- Episode no.: Season 11 Episode 22
- Directed by: Mark Kirkland
- Written by: Tim Long; George Meyer; Mike Scully; Matt Selman;
- Production code: BABF19
- Original air date: May 21, 2000

Guest appearances
- Willie Nelson as himself; Jim Forbes as the narrator;

Episode features
- Chalkboard gag: "I will not obey the voices in my head"
- Couch gag: (first) The Simpsons sit on the couch as normal. Bart puts a coin in a slot on the arm of the couch and the couch vibrates away, taking the family with them. / (second) In an "aborted" couch gag, the family (minus Bart) sits wearing Western outfits. The director cuts the scene as Bart is busy negotiating a film deal over the phone; the family briefly descends into arguing before Kang and Kodos show up, asking if they'll be needed on set.
- Commentary: Mike Scully; George Meyer; Ian Maxtone-Graham; Matt Selman; Tim Long; Mark Kirkland;

Episode chronology
| ← Previous "It's a Mad, Mad, Mad, Mad Marge" | Next → "Treehouse of Horror XI" |
- The Simpsons season 11

= Behind the Laughter =

"Behind the Laughter" is the twenty-second and final episode of the eleventh season of the American animated television series The Simpsons. It first aired on the Fox network in the United States on May 21, 2000. In the episode, a parody of the VH1 series Behind the Music, the Simpsons are portrayed as actors on a sitcom, and their dramatic inner turmoil and struggles are detailed. Told in a mockumentary format, the episode presents a fictional version of how The Simpsons began.

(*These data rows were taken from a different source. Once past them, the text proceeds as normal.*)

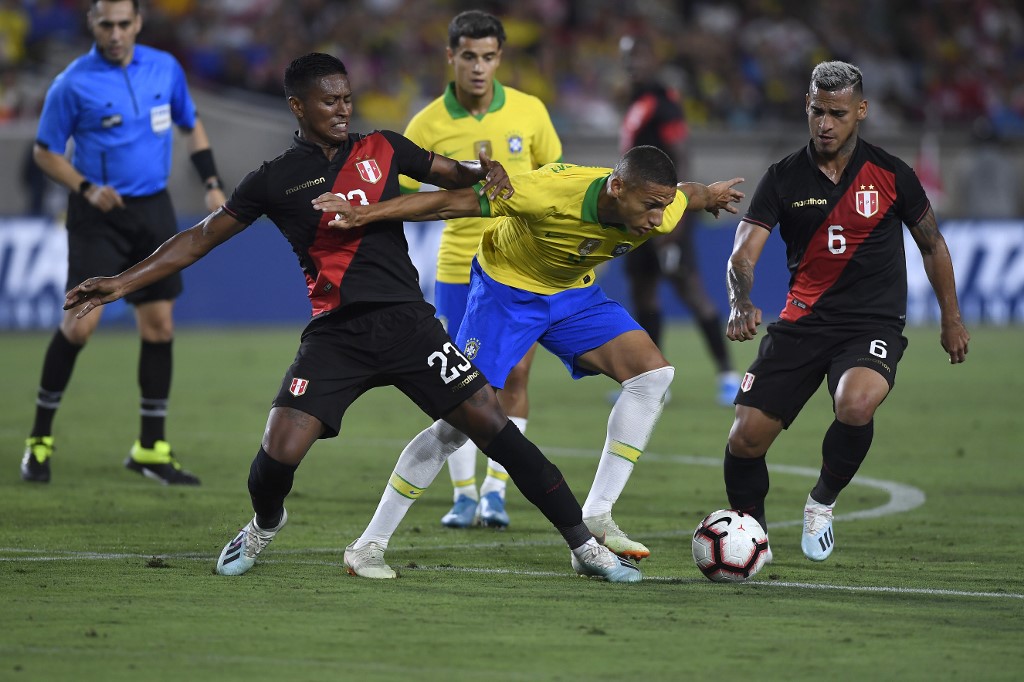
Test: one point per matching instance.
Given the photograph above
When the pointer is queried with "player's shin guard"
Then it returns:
(541, 482)
(843, 451)
(418, 465)
(269, 483)
(630, 425)
(747, 484)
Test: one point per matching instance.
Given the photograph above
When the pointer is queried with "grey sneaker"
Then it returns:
(609, 535)
(599, 561)
(240, 554)
(817, 541)
(368, 561)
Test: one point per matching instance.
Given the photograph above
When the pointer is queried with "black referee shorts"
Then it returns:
(794, 360)
(104, 244)
(346, 353)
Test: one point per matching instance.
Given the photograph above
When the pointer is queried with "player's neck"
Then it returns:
(475, 105)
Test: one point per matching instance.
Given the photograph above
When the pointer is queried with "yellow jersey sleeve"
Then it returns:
(547, 238)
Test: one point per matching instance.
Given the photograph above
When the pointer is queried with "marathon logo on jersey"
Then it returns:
(867, 202)
(369, 171)
(484, 146)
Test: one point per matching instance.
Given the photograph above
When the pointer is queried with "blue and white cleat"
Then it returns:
(599, 561)
(492, 511)
(817, 541)
(462, 514)
(240, 554)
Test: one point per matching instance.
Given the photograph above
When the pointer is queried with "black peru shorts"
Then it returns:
(345, 353)
(794, 360)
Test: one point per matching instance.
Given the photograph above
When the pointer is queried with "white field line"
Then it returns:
(901, 498)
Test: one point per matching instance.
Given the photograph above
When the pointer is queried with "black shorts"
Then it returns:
(793, 360)
(346, 353)
(664, 254)
(104, 244)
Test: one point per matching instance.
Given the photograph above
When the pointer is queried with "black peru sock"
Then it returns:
(540, 481)
(843, 451)
(269, 483)
(747, 484)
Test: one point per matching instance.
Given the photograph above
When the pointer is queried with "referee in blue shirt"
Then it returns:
(118, 102)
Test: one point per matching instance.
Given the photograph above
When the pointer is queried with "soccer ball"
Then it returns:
(729, 546)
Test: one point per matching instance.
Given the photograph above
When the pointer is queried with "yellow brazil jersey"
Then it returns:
(516, 131)
(550, 239)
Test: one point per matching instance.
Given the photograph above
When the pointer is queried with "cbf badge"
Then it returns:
(867, 203)
(483, 145)
(369, 170)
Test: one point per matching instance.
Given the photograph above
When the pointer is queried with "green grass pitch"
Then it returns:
(107, 576)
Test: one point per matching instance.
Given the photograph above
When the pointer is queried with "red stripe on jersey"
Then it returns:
(361, 180)
(832, 247)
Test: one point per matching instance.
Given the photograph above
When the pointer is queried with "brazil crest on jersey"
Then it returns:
(516, 131)
(548, 237)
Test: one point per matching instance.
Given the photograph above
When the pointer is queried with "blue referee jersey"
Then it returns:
(120, 118)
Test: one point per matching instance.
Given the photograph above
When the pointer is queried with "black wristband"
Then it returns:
(203, 161)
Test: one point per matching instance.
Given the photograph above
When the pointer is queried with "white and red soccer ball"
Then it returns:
(729, 546)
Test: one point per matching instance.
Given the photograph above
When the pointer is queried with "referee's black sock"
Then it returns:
(269, 483)
(155, 365)
(747, 484)
(57, 366)
(843, 451)
(540, 481)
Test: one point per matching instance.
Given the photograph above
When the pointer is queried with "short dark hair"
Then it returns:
(308, 69)
(646, 164)
(134, 4)
(475, 24)
(833, 76)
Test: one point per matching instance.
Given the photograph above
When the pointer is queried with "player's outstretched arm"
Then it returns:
(173, 255)
(422, 206)
(712, 198)
(451, 174)
(743, 315)
(939, 268)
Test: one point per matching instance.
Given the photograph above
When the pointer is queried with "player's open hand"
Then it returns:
(104, 198)
(496, 182)
(346, 216)
(743, 323)
(954, 338)
(91, 294)
(722, 196)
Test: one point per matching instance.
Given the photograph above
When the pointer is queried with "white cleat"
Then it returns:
(240, 554)
(368, 561)
(818, 540)
(609, 535)
(599, 561)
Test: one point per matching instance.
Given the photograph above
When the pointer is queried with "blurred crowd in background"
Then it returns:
(740, 64)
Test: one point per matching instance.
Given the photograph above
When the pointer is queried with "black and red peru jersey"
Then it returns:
(369, 264)
(654, 117)
(844, 242)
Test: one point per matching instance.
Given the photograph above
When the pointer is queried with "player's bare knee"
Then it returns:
(651, 384)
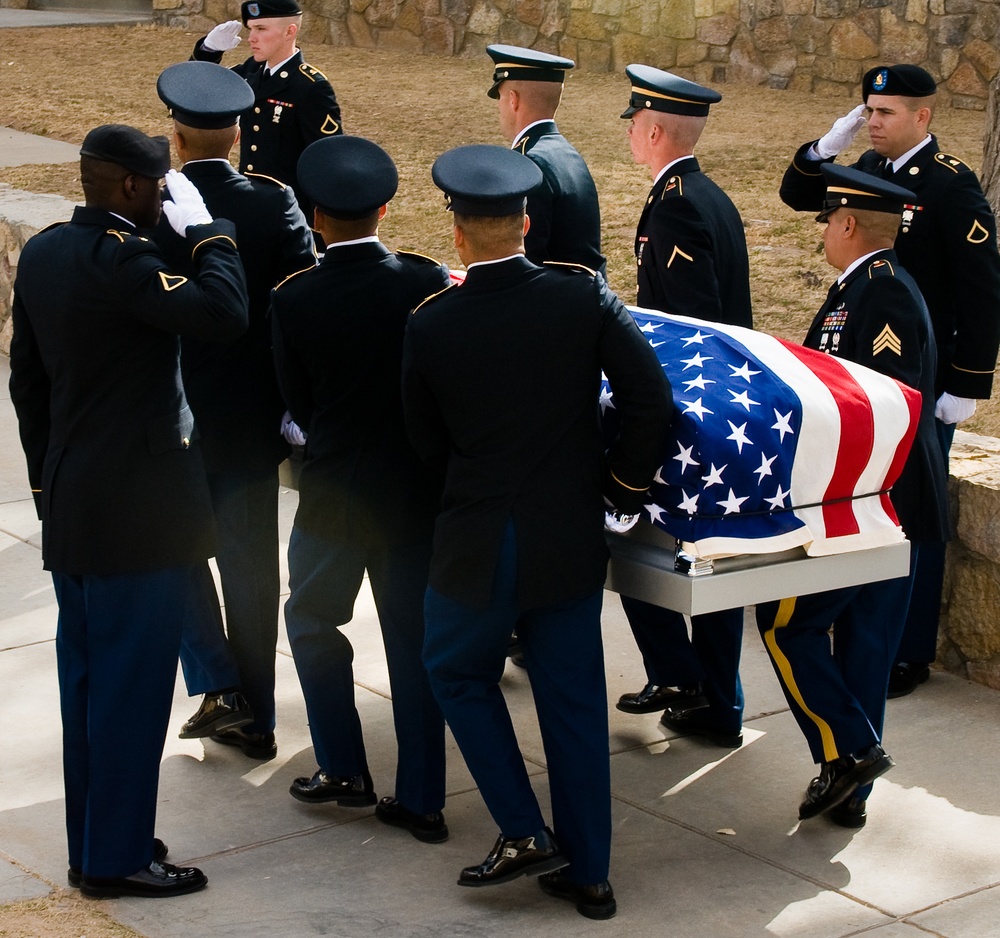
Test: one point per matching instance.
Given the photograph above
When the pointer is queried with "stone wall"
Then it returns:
(822, 46)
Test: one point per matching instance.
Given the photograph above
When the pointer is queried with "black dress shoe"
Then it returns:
(217, 712)
(852, 813)
(595, 900)
(74, 876)
(158, 880)
(349, 791)
(838, 779)
(430, 828)
(904, 678)
(510, 858)
(653, 697)
(696, 723)
(255, 745)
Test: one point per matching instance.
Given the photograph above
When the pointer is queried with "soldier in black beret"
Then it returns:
(234, 394)
(564, 211)
(119, 484)
(947, 240)
(691, 257)
(365, 501)
(294, 103)
(500, 389)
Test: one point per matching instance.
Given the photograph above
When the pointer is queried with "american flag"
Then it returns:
(773, 445)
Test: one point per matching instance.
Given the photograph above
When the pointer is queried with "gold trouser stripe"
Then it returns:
(785, 609)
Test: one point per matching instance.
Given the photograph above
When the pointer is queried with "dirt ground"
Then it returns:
(61, 82)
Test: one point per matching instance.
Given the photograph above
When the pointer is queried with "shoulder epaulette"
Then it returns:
(433, 296)
(277, 182)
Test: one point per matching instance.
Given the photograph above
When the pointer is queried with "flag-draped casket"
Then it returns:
(773, 445)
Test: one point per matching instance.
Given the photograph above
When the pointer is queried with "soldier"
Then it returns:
(691, 258)
(564, 212)
(947, 240)
(365, 501)
(874, 315)
(294, 103)
(234, 394)
(501, 381)
(119, 484)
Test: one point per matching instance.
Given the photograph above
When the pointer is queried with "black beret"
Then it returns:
(130, 148)
(520, 64)
(656, 90)
(265, 9)
(910, 81)
(847, 187)
(485, 180)
(203, 94)
(347, 177)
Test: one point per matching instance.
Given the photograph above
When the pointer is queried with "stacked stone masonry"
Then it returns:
(821, 46)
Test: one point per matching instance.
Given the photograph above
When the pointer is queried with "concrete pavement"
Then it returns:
(706, 841)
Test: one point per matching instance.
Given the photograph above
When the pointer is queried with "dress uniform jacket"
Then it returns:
(95, 380)
(691, 250)
(877, 318)
(291, 109)
(338, 338)
(232, 388)
(564, 211)
(501, 380)
(947, 241)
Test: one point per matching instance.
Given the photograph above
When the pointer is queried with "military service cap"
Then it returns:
(130, 148)
(847, 187)
(519, 64)
(265, 9)
(347, 177)
(485, 180)
(910, 81)
(203, 95)
(656, 90)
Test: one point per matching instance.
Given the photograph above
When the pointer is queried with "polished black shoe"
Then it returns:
(430, 828)
(218, 712)
(838, 779)
(595, 900)
(653, 697)
(509, 858)
(349, 791)
(696, 723)
(156, 881)
(254, 745)
(904, 678)
(74, 876)
(852, 813)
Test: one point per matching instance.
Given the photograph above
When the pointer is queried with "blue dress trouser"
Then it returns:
(465, 651)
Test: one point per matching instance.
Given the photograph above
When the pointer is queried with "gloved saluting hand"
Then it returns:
(841, 134)
(223, 37)
(188, 207)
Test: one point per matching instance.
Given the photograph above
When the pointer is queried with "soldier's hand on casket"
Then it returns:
(841, 135)
(188, 207)
(951, 409)
(223, 37)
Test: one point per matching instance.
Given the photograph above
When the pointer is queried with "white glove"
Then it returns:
(187, 207)
(291, 431)
(841, 134)
(223, 37)
(951, 409)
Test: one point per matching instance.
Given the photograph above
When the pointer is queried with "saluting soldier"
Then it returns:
(294, 103)
(565, 217)
(691, 258)
(234, 394)
(119, 483)
(948, 241)
(874, 315)
(365, 500)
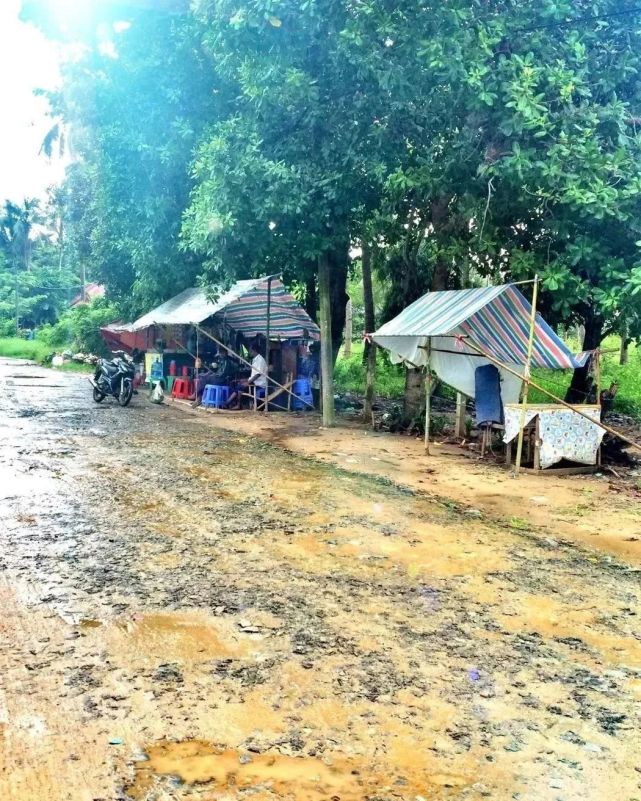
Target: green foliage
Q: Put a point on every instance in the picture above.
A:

The episode was directed by Mark Kirkland and written by Tim Long, George Meyer, Mike Scully and Matt Selman. The idea was pitched by Long, and the writers wrote the episode quickly without a draft. VH1 and the producers of Behind the Music allowed the crew to use the show's visual graphics package, and Behind the Music narrator Jim Forbes recorded narrations. In addition, country musician Willie Nelson guest stars as himself.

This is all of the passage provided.